The FPGA MGT Output pins will be connected by signal trace pairs to optical transmitters. One standard of optical transceiver is the SNAP12 pluggable form factor identified in the CMX project specification document reviewed in June 2011. The original SNAP12 specification is limited to a line rate of 2.72 Gbps. Avago together with Emcore has defined a modified version of the SNAP12 specification for devices with line rate up to 10Gbps. This modified specification uses the same physical MEG Array board connector as SNAP12 for its pluggable electrical interface, but with a different pinout. Avago sells a AFBR-810BxxxZ Twelve-Channel Transmitter for line rate up to 10.0 Gbps which would be appropriate for the CMX 6.4 Gbps requirement. Newer form factors have also become available for 12-fiber transceiver components since June 2011. Avago's product line includes a pluggable form factor called MiniPOD that is quite interesting here. MiniPOD uses the same family of mechanical interface to the circuit board as SNAP12, a MEG Array with a 9x9 contact matrix (instead of 10x10 for SNAP12). The footprint and clearance required for MiniPOD devices is smaller than for SNAP12. Avago sells a MiniPOD AFBR-81uVxyZ Twelve-Channel Transmitter for line rate up to ~10.3 Gbps which would be appropriate for the CMX 6.4 Gbps requirement. The optical power output of this MiniPOD device is also notably higher than the corresponding SNAP12-like device above. The MiniPOD devices however cannot be mounted at the edge of the card for direct optical cable connection. They will thus require "pigtail" sections of optical 12-fiber ribbon cables to connect between the MiniPODs and MPT adapters mounted on the card front-panel. MiniPOD devices are called mid-board components as they can be placed closer to the FPGA than SNAP12 devices thus needing relatively shorter traces and potentially providing better electrical signal integrity and lower trace attenuation.

2.1.3 Multiple optical outputs

Requiring the Base-CMX functionality to send multiple copies of its output to a TP will bring flexibility for using the CMX in the overall l1calo system.

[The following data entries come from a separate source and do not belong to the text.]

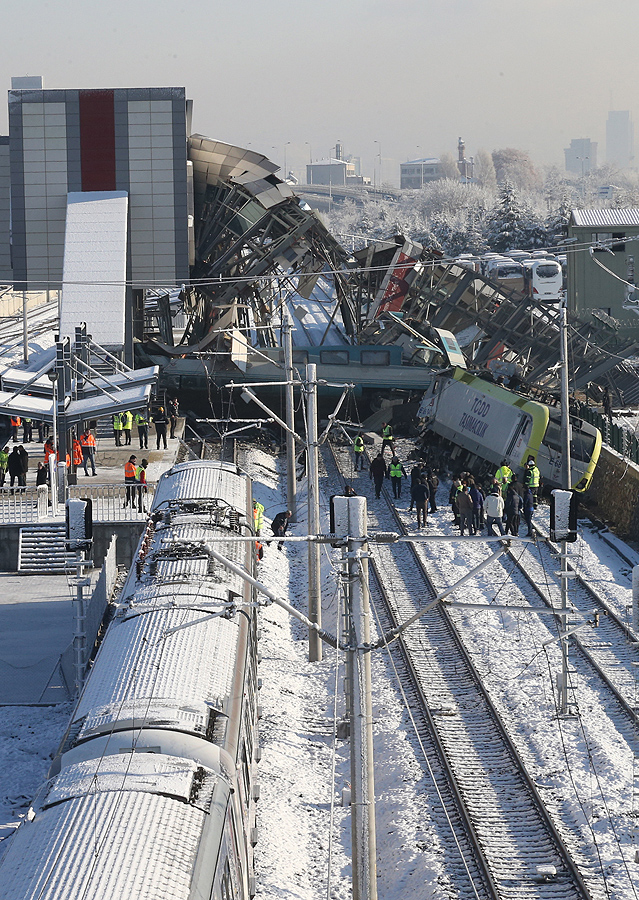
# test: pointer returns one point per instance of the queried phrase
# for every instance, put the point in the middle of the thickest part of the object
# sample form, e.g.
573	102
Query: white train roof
202	480
132	825
146	674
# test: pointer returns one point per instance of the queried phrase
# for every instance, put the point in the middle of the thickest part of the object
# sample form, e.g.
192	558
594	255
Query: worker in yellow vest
258	517
532	478
503	476
117	429
127	425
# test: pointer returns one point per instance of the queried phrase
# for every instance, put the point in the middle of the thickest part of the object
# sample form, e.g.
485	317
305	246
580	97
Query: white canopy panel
94	272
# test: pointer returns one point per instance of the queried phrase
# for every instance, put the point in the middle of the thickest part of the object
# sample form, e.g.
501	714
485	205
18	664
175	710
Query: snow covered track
610	649
513	835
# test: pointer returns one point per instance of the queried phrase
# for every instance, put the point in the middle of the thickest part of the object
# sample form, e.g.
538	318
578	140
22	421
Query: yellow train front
491	424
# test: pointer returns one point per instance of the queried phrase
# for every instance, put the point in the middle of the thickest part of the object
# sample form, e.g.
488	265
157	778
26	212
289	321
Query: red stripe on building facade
97	140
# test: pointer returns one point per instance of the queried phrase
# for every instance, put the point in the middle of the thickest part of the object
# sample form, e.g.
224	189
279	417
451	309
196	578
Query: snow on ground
583	766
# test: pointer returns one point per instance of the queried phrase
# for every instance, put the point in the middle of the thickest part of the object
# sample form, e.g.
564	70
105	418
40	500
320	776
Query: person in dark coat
528	509
433	484
420	494
160	420
452	499
512	508
378	472
465	507
478	506
14	466
415	477
24	457
280	524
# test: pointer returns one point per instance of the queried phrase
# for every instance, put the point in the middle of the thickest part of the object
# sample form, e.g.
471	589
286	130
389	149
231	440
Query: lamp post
53	468
285	172
310	162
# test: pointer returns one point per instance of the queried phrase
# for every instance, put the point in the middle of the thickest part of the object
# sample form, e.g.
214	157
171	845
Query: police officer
358	449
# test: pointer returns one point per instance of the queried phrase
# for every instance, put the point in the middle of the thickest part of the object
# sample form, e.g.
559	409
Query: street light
53	375
379	153
310	161
285	172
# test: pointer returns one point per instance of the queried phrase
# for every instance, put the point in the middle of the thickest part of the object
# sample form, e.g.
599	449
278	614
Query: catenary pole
314	592
361	713
566	484
291	482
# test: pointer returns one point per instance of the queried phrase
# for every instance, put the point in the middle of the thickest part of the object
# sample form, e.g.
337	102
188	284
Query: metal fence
23	505
115	502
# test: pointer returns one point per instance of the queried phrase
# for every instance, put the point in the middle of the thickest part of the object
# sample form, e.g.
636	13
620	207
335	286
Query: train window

A Topological Processor may end up having several modules operating in parallel which would thus benefit from receiving two identical (or maybe different, tailored) copies of the backplane information. Having multiple outputs would also make it possible to operate a Standalone TP and a CMX-TP in parallel at the same time, should this become necessary.

2.1.4 FPGA package considerations

The first consideration faced is deciding on the FPGA orientation. Priority should be given to most sensitive signals listed above, i.e. the processor input signals and MGT signals. The orientation of the FPGA should try to position the FPGA edge with the most Select IO banks facing the backplane. The opposite FPGA edge of the FF1924 and FF1923 packages also present Select IO banks and will thus be facing the front panel. The other two edges of these FPGA packages carry the Multi Gigabit Transceiver IOs and will be facing the top and bottom sides of the board. This arrangement seems natural and the best fit to match the card input and output constraints.

2.2 Evaluating the FF1924 package

This package is interesting because it offers the most MGT IOs (48 GTX and 24 GTH) within the Virtex 6 family, while the trade-off is that it has fewer Select IOs resources than other packages (640 in 16 banks).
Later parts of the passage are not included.